Очнулся я оттого, что меня трепали по щеке. И никакие не одовцы — Тимка трепал:

— Ты живой тут?

Боже, как же я ему обрадовался. И подскочил, точно через меня вольт триста пропустили: прошляпил!

Зырк на озеро — нету ода.

Снегопад перестал, тьма потихоньку рассеивается, а там, где ночью дура стояла, идеально круглая, метров с полста в диаметре зыбкая чёрная полынья.

— Где они? — верещу.

— Так ты ж караулил.

Я, родной, я. Только…

— Я не знаю, чего сказать, Тим… Была бы война, сам бы попросил расстрелять…

— Живи пока, — разрешил он и забрал карабин.

— Я это… долго я тут?

— Не знаю. С час, не больше.

— А они чего же? улетели, выходит?

— Или утонули, — уточнил племяш тоном бывалого политрука из фильма про Сталинградскую битву, — или погрузились… Может, у них база там вообще!

Я ещё от часовни углядел дверь нараспашку.
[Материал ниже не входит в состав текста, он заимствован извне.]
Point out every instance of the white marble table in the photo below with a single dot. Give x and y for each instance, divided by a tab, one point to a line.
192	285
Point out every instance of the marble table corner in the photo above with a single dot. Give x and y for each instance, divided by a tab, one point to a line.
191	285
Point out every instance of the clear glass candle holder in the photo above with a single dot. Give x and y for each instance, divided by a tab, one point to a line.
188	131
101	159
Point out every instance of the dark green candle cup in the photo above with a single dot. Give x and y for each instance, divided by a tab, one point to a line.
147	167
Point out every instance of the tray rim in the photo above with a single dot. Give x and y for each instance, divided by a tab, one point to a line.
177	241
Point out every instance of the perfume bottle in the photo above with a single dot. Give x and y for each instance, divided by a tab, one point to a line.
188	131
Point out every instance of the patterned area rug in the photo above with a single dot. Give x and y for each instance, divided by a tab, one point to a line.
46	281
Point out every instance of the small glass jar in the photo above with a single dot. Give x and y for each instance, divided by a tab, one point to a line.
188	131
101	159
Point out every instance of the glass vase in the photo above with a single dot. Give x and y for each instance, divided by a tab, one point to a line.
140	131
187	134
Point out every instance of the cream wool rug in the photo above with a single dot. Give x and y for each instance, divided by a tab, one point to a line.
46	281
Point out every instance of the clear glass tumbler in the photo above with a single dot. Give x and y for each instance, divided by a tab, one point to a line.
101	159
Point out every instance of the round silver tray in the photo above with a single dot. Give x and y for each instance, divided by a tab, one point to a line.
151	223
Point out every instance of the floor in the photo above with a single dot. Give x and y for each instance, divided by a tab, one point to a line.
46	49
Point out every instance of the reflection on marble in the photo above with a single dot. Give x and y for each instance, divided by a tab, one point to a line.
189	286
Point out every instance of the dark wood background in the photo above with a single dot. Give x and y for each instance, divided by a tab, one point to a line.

Приятнее было думать, что сами вчера с перепугу забыли, однако… Да чего однако! — пойти надо и посмотреть. В общем, в разведку мы отправились вдвоём. Ну и с Кобелиной, конечно. Застать там этих в планы не входило, но проверить обстановку сам… короче, кто надо, тот и велел…

Пёс ворвался в избу первым.

Без рыка — уже хорошо. Не в пример мне спокойный Тим держал-таки винтовку наизготове.

В сени снегу намело. Дверь в горницу тоже не прикрыта. За ночь всю выстудило. Колотун.

Подозрительного вроде ничего. Еда на столе. И горилка — как налита, так и стоит. Ну ещё бы! Если уж и побывали здесь загадочные визитёры, не за поросём же нашим и не за шнапсом наведывались. Жучков, разве, понаставили и камер слежения…

Господи, ну что за паранойя! Каких ещё жучков? К чему? С какого вообще ляда пришельцам (а кто ж они? понятное дело, пришельцы!) под шпионов киношных косить? Ты чего, Палыч? Чего ты…

Тим полез на чердак — и там вроде без сюрпризов.

И всё-таки где-то я всё это уже видел.

Как где? А джип Валюшкин помнишь? Та же канитель. Совсем как на судёнышках, пропавших и нашедшихся вдруг в районе Бермуд: тишь, гладь, порядок полнейший, и только команды след простыл…

— Тима! — истошно заорал я наверх. — Это ловушка! Они нас сюда выманили!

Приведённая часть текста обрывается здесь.